Donald Trump is taking his attacks against Republican nominating conventions, such as Saturday’s in Wyoming and last weekend’s in Colorado, to a new level.

Speaking at a rally in Syracuse, New York, Trump fired up the crowd by railing against how delegates to the Republican National Convention in Cleveland are being selected in some states. Not coincidentally, those are states where Texas Sen. Ted Cruz is picking up delegates selected by party officials and activists instead of voters. Trump has done much better in states with primaries, such as New York, which votes on Tuesday.

“The system is rigged,” Trump said in Syracuse. “They gotta do something about it. The Republican National Committee better get going because I’ll tell you what, you’re gonna have a rough time at that convention in July … because people want to vote and the people wanna be represented properly.”

Earlier Saturday, Trump said voters in Wyoming, where state Republicans are meeting in Casper, are essentially being bought off.

“I don’t want to waste millions of dollars going out to Wyoming many months before to wine and dine and to essentially pay off all these people because a lot of it’s a pay-off,” he said on “Fox and Friends.” “You understand that, they treat ’em, they take ’em to dinner, they get ’em hotels.
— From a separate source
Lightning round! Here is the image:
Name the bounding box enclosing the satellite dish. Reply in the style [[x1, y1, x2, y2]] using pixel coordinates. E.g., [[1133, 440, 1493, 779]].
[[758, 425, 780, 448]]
I mean the whole thing’s a big pay-off, has nothing to do with democracy.”

Matt Micheli, the Wyoming GOP chairman, denied Trump’s accusations.

“Absolutely untrue, absolutely not,” Micheli told CNN. “This is a process that we’ve done for 40 years. This is a process that people here are being elected by their peers.”
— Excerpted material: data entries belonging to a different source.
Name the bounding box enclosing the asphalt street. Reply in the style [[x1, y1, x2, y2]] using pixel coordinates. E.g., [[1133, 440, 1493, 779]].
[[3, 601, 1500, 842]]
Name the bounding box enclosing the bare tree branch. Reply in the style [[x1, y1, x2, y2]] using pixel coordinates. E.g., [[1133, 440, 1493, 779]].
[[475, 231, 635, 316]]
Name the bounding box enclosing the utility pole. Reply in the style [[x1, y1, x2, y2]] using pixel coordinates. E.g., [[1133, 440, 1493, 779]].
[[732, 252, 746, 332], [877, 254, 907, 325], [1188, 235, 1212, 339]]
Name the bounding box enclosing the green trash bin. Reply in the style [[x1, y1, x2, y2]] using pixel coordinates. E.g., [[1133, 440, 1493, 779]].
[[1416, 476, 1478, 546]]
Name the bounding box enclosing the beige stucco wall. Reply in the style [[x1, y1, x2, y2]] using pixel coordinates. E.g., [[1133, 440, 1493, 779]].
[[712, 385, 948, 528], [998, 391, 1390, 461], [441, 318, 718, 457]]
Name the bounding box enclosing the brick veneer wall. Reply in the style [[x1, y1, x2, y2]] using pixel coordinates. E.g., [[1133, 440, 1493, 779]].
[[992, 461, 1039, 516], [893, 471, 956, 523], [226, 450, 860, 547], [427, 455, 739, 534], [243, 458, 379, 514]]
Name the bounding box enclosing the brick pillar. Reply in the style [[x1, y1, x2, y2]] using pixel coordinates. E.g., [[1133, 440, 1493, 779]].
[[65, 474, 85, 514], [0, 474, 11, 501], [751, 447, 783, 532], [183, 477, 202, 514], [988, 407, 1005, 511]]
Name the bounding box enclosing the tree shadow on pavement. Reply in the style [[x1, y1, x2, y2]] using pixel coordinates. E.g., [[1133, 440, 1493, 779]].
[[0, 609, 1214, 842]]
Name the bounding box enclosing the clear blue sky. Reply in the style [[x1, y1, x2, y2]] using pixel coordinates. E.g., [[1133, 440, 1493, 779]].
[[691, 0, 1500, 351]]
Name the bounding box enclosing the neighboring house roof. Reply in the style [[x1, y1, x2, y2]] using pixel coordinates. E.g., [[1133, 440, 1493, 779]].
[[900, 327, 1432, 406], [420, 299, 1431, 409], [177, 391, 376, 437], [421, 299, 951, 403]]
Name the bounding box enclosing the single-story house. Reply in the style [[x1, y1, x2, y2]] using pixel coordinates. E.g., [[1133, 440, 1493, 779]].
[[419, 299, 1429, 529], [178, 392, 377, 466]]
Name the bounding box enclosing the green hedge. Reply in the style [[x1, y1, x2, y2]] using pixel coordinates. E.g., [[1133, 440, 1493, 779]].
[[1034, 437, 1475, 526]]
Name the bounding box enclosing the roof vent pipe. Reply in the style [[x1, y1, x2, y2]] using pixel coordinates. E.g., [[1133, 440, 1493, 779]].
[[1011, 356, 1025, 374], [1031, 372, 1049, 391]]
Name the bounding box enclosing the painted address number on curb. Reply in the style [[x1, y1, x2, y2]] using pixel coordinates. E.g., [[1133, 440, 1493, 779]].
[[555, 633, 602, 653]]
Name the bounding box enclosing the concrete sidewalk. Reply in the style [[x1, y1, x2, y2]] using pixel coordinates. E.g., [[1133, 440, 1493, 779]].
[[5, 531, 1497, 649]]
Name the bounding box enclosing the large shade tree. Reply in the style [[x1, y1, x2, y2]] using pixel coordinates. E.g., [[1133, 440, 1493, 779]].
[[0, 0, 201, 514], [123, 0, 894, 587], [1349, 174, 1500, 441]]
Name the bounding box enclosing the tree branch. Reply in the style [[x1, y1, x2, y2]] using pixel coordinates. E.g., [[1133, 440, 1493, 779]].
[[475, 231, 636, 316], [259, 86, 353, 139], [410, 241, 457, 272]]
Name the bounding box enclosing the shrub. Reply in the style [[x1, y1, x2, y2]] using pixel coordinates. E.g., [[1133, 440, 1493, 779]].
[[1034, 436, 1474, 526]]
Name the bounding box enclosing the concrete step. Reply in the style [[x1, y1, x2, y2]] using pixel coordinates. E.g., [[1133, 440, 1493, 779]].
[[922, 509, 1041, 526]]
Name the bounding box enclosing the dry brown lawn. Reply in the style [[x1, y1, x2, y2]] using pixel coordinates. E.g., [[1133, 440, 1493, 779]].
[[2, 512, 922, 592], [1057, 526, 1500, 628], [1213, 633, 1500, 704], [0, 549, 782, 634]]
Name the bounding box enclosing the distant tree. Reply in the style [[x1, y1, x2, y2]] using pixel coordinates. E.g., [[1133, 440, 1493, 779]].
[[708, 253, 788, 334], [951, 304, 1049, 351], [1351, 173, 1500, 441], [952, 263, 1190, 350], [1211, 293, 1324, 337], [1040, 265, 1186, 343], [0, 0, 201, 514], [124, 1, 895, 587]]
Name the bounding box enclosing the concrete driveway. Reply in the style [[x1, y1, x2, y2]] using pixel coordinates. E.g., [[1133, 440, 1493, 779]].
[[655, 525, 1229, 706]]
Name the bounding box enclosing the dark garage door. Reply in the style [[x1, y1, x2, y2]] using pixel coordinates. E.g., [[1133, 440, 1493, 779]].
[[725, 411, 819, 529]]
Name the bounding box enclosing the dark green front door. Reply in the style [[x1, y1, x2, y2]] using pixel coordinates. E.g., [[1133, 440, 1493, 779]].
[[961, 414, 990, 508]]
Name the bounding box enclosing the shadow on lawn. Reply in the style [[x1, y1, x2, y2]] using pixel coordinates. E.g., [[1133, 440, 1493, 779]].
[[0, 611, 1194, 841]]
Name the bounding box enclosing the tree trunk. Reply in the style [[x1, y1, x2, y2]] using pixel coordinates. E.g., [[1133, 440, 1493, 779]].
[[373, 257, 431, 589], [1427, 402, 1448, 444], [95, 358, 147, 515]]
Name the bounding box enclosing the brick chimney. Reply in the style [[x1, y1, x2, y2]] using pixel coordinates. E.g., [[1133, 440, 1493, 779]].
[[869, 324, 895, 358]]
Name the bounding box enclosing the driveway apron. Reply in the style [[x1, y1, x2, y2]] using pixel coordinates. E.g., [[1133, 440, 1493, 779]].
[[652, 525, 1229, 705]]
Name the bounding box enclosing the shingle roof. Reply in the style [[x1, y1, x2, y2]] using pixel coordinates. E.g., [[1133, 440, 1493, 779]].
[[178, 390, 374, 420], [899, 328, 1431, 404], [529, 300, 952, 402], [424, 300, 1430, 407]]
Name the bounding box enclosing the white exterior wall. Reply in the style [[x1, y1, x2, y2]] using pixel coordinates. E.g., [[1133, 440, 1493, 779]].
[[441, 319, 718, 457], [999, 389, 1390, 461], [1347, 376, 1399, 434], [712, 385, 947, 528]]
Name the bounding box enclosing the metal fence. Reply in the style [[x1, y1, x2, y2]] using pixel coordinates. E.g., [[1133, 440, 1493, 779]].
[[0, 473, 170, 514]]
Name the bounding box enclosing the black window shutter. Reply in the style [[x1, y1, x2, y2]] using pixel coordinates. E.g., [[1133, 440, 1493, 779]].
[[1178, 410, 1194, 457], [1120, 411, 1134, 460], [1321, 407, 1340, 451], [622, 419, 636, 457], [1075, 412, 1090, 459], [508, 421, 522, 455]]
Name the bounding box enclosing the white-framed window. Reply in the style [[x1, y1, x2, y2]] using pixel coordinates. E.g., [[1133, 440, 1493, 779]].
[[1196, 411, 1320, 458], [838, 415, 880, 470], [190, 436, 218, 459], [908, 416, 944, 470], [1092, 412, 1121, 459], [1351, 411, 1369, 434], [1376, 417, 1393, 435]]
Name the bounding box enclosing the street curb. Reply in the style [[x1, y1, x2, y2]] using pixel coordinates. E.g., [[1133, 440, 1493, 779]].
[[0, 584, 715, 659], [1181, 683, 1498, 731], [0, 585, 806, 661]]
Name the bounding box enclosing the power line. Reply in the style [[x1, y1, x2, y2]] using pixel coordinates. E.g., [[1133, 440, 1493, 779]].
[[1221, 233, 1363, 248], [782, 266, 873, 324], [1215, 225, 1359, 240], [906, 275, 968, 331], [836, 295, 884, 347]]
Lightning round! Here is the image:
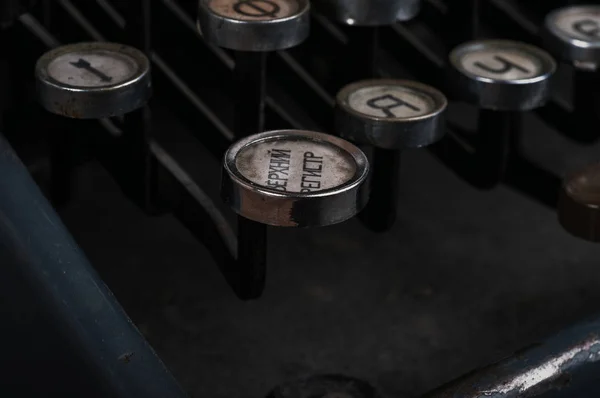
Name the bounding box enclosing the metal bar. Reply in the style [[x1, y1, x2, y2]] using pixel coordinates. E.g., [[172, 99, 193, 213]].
[[474, 110, 521, 190], [150, 141, 266, 300], [572, 67, 600, 143], [121, 0, 159, 212], [234, 51, 267, 138], [0, 133, 188, 398], [231, 49, 269, 298], [359, 148, 401, 232], [431, 126, 561, 208], [158, 0, 314, 132], [446, 0, 479, 46], [422, 315, 600, 398]]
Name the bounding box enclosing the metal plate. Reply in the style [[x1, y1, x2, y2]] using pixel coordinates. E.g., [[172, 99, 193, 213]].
[[221, 130, 369, 227]]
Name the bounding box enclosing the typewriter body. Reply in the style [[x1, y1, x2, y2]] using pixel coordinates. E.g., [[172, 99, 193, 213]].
[[1, 0, 600, 397]]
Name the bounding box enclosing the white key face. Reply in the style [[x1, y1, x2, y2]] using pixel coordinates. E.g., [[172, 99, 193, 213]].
[[208, 0, 300, 21], [47, 51, 138, 88], [459, 49, 541, 81], [235, 138, 357, 193], [347, 85, 434, 119], [553, 8, 600, 43]]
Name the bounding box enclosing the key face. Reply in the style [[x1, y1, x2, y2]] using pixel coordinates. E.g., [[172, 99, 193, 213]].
[[235, 139, 357, 194], [453, 43, 546, 83], [545, 6, 600, 66], [449, 40, 556, 111], [198, 0, 310, 51], [208, 0, 299, 21], [336, 79, 447, 149], [347, 86, 432, 119], [47, 52, 136, 88], [36, 42, 151, 119], [222, 130, 369, 227], [459, 50, 540, 81]]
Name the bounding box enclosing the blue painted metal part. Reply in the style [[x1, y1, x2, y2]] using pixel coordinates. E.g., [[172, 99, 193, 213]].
[[0, 133, 187, 397]]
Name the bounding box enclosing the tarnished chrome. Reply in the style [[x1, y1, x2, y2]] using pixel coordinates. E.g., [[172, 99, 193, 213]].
[[335, 79, 447, 149], [423, 317, 600, 398], [559, 162, 600, 242], [314, 0, 420, 26], [221, 129, 369, 227], [197, 0, 310, 51], [544, 5, 600, 68], [448, 40, 556, 111], [36, 42, 151, 119]]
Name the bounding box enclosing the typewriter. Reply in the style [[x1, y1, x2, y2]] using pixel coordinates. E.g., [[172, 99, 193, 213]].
[[1, 0, 600, 397]]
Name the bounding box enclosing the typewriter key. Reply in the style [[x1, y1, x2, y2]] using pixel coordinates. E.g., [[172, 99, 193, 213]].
[[449, 40, 556, 189], [544, 5, 600, 67], [315, 0, 420, 26], [35, 42, 151, 119], [222, 129, 369, 227], [198, 0, 310, 138], [559, 162, 600, 242], [336, 79, 447, 149], [197, 0, 310, 51], [449, 39, 556, 111], [544, 5, 600, 142], [336, 79, 447, 232]]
Michelle Kenyon, 58, a Cruz backer and geologist from Kemmerer, Wyoming, sought out reporters at the convention center to rebut Trump’s comments from “Fox and Friends.”

“I felt insulted” by his interview, she said. “It’s Trump that’s lying.”

No one from her state delegation of 20 people from Lincoln County has had their room and board paid for, she said. “I’m doing this on my own free will because I believe in the Republican Party and I believe in America.”

Wyoming delegates to the national convention are elected in two phases. Twelve were chosen at county conventions last month, with 14 selected Saturday in Casper. Of the 12 already picked, nine are pledged to Cruz, one to Trump, one to Florida Sen. Marco Rubio and one is uncommitted.

The Trump delegate, Dr. Jon Baker, said he believes that overall, the setup has hurt the national front-runner.

“The whole process of the precincts and county conventions is still somewhat confusing to me,” Baker said. “I sense it works against Trump because he has not been involved.”

But Baker, a dermatologist who got involved in the GOP here because of Trump, said his campaign also has not actively courted him or talked about what might happen beyond the first ballot.

“As far as today, they haven’t brought up strategy at all,” he said.

RNC Chairman Reince Priebus defended the nominating process Friday in an interview with CNN’s Wolf Blitzer, saying that if Trump doesn’t like the rules, he can change them.

“This is a very normal system that we’ve been using for many years,” Priebus said on “Wolf.”